LOS ANGELES (Reuters) - Nearly six years ago, “Scream” horror director Wes Craven said he didn’t think it wise to make a fourth movie in the blockbuster franchise because all the stories that could be told, had been.
But as the new “Scream 4” opens in theaters on Friday, Craven says that with all the key characters back — including Courteney Cox, David Arquette and Neve Campbell in the lead role of hunted woman Sidney Prescott — fans will be pleased.
“I think we all wanted to come back, (but) we needed to bring it back up to bar. ‘Scream 3’ was a little too goofy,” Craven said.
The “Scream” movies became part of Hollywood lore when launched in 1996 with the tale of a maniac who wears a ghastly ghost mask while murdering teenagers in a small California community. The kids try to uncover the assailant by figuring out the “rules” that horror films follow in their plots.
Prescott’s life was the ultimate goal of the killer, who is appropriately dubbed “Ghostface.” Cox portrayed a TV reporter covering the crimes, and Arquette was a deputy policeman.
The first version earned good reviews and $173 million at global box offices. The next movie, 1997’s “Scream 2,” did just as well with fans and earned $172 million.
But three years later, “Scream 3” felt the wrath of moviegoers with its killings taking place on the set of a movie based on the fictional murders.
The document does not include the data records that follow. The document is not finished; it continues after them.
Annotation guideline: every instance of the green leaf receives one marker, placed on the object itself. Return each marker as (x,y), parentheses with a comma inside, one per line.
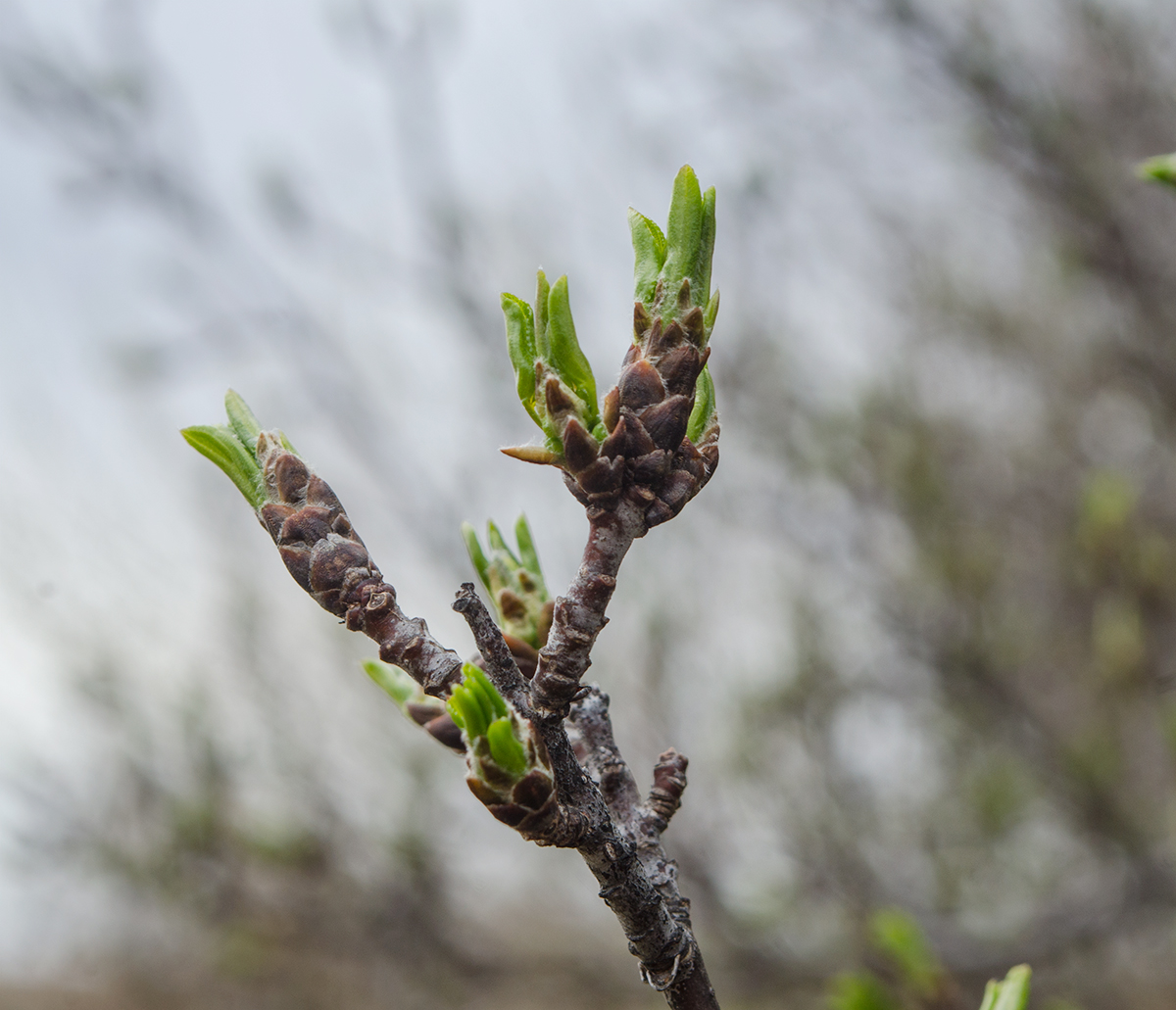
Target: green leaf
(564,354)
(859,991)
(476,557)
(506,750)
(522,350)
(242,422)
(494,538)
(394,681)
(527,553)
(1014,992)
(498,704)
(704,406)
(1161,169)
(542,293)
(650,256)
(701,287)
(467,712)
(710,314)
(992,990)
(221,445)
(683,232)
(900,938)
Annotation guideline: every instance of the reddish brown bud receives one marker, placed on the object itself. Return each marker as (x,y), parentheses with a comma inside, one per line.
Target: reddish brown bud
(381,602)
(422,712)
(318,493)
(579,447)
(677,489)
(512,605)
(510,814)
(640,320)
(670,338)
(652,467)
(297,558)
(445,729)
(641,386)
(558,400)
(652,338)
(291,477)
(612,410)
(694,326)
(604,475)
(680,369)
(636,439)
(273,515)
(545,622)
(330,559)
(665,421)
(658,512)
(309,526)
While “Scream 3” claimed $162 million in worldwide ticket sales, some critics believed the franchise had lost its freshness.
Craven, whose credits include the “A Nightmare on Elm Street” movies, said the story in “Scream 3” also suffered from having too little of a focus on the Prescott character, who remained largely in the background.
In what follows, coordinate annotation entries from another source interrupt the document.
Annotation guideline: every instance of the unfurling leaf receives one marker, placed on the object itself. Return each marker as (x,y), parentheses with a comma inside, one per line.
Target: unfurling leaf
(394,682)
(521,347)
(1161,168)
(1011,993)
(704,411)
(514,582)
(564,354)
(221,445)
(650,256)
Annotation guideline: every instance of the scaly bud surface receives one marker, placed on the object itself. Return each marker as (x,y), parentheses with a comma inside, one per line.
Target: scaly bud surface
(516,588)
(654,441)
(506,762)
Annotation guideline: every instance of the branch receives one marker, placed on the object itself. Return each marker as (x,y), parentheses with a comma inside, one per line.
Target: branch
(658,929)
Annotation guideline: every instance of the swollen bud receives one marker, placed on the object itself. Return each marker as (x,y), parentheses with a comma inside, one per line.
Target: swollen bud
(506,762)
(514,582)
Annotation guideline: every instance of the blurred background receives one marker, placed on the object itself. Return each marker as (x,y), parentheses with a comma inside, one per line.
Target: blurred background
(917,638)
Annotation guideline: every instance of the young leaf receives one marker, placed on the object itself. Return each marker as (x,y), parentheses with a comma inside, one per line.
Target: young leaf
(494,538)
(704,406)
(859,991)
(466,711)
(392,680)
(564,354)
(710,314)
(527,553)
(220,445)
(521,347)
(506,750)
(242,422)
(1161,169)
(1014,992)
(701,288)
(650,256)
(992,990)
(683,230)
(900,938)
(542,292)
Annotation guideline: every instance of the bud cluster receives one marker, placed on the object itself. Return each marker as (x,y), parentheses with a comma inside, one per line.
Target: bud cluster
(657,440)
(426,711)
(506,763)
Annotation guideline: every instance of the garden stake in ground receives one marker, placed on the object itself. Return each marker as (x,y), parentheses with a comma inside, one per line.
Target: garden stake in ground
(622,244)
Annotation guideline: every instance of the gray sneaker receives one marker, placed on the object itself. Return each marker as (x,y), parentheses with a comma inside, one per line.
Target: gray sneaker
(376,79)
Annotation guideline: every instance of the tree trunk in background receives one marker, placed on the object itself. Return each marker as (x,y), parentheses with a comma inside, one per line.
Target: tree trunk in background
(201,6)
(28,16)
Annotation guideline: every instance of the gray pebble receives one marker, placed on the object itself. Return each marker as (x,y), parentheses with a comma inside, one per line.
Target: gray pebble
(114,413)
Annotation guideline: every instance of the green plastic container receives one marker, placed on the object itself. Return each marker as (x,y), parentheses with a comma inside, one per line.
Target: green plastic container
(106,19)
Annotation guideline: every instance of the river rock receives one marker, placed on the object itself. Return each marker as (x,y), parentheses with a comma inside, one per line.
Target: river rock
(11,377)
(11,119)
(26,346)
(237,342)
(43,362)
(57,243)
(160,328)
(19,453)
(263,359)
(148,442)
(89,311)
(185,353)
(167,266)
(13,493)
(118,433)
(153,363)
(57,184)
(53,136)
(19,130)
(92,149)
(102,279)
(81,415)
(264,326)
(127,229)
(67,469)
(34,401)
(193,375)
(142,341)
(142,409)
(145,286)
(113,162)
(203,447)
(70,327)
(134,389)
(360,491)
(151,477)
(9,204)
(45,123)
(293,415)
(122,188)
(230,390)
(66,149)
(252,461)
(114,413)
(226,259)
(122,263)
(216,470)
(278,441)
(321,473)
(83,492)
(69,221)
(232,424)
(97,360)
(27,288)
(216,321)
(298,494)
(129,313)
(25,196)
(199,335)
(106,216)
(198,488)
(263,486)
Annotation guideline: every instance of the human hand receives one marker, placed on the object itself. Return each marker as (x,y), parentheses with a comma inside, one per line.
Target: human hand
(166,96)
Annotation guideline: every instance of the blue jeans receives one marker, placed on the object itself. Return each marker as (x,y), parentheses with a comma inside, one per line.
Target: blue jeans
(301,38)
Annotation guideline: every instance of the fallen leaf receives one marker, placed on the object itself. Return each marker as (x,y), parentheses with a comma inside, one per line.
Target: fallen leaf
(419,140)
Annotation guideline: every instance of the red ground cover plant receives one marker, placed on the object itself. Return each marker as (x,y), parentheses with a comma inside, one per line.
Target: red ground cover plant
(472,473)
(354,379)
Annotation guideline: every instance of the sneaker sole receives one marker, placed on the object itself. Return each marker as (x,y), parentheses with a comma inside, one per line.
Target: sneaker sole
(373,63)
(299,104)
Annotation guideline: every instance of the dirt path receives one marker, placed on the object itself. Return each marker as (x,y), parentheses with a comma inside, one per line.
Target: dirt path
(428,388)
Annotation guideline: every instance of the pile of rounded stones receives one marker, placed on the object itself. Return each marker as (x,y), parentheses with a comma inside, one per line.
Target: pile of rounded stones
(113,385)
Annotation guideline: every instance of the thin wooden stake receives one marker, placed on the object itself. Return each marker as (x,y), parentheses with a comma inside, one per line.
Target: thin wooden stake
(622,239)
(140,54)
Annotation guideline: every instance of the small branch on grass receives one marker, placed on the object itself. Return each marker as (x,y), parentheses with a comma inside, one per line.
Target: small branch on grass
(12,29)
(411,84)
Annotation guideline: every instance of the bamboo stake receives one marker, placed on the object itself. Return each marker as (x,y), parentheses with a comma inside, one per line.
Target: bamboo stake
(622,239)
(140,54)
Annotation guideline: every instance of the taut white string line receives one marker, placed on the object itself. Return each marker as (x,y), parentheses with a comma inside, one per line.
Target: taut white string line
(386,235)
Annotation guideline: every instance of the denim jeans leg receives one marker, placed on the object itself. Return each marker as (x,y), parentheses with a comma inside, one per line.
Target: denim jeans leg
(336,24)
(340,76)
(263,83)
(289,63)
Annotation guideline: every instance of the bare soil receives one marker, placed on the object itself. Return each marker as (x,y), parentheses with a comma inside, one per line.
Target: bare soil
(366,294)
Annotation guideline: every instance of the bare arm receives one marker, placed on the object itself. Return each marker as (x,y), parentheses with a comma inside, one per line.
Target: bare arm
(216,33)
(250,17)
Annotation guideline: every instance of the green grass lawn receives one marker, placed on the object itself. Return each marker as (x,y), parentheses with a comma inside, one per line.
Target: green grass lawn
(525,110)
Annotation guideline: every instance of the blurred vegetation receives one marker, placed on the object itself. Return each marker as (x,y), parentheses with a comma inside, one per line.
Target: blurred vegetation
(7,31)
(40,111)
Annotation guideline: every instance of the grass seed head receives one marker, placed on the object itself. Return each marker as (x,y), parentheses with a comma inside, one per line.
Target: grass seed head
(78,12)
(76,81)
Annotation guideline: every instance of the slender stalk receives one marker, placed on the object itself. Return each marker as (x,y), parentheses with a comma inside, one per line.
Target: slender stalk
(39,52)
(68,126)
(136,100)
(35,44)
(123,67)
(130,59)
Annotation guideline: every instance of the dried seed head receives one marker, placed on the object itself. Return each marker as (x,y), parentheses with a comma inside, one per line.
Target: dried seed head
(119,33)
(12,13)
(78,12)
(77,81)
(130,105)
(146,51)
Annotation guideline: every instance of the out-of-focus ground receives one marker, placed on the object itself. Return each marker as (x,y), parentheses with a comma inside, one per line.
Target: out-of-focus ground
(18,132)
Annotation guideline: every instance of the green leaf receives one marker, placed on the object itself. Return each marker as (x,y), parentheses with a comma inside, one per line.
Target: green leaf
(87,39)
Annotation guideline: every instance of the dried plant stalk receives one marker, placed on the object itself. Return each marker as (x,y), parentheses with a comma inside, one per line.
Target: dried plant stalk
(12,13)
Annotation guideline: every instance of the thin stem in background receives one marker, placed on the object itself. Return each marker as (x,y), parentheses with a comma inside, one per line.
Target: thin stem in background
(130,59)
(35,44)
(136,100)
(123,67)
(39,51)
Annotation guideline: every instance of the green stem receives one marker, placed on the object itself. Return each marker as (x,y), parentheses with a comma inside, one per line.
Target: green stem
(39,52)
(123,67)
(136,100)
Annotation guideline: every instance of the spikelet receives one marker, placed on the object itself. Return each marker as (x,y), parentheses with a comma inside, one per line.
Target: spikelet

“The audience is taken with (Sidney) because they need one core character to really feel for in order for the horror and the humor to work,” Campbell said.
Eleven years later, here comes “Scream 4” with Prescott returning to the California town where it all began while on tour to promote her successful self-help book.
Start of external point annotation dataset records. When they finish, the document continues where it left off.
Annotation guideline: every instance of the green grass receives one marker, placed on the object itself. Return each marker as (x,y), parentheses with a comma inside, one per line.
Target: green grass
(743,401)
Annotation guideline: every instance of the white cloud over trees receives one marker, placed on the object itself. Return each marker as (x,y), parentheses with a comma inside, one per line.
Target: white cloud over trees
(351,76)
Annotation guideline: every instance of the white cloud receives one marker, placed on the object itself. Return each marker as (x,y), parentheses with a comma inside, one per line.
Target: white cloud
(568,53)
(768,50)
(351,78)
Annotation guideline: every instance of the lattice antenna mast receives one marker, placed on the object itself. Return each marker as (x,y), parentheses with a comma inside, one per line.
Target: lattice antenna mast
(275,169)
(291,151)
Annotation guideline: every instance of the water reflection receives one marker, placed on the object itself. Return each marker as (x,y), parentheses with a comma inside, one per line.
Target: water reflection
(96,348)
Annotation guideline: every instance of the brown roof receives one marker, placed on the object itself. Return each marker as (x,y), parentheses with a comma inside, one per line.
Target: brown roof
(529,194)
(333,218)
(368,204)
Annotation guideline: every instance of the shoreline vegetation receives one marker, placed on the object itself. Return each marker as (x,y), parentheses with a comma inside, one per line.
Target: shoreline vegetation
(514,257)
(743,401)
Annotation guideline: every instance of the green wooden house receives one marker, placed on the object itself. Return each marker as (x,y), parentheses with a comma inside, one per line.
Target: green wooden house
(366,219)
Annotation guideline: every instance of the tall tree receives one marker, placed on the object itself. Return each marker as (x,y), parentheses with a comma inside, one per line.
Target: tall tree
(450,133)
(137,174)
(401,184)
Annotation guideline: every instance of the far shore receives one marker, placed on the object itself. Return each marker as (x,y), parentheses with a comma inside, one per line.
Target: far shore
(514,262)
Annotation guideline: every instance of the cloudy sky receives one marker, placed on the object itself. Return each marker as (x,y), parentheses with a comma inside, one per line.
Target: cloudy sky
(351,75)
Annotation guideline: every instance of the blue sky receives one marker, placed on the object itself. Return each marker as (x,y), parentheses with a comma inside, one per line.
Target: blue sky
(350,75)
As soon as she sets foot in the community, murders begin again among a group that includes her young cousin, played by Emma Roberts.
With a killer back on the loose, news reporter Gale Weathers-Riley (Cox) and her husband Dewey Riley (Arquette) are again lured into the hunt for Ghostface.
For Craven, the process of doing another “Scream” started with Kevin Williamson, screenwriter of the first two films. He needed to come up with a fresh plot that was inventive yet true to the original.
“You have to come back with something worthy of coming back,” Craven said.
But during production, Williamson was replaced with Ehren Kruger, writer of “Scream 3.” Almost immediately, fans voiced their fear on websites and blogs that the original inventiveness might be lost.
Craven and Campbell insist the originality has returned, and both could see their careers helped with a new hit.
Other than last year’s disappointing “My Soul to Take,” this is Craven’s first time directing a feature film since 2005’s “Red Eye” and “Cursed.” Neither was a major hit and “Cursed” flopped at only $30 million in global ticket sales.
And Campbell, 37, has never truly experienced the level of exposure even close to what she achieved with her role in the “Scream” trilogy.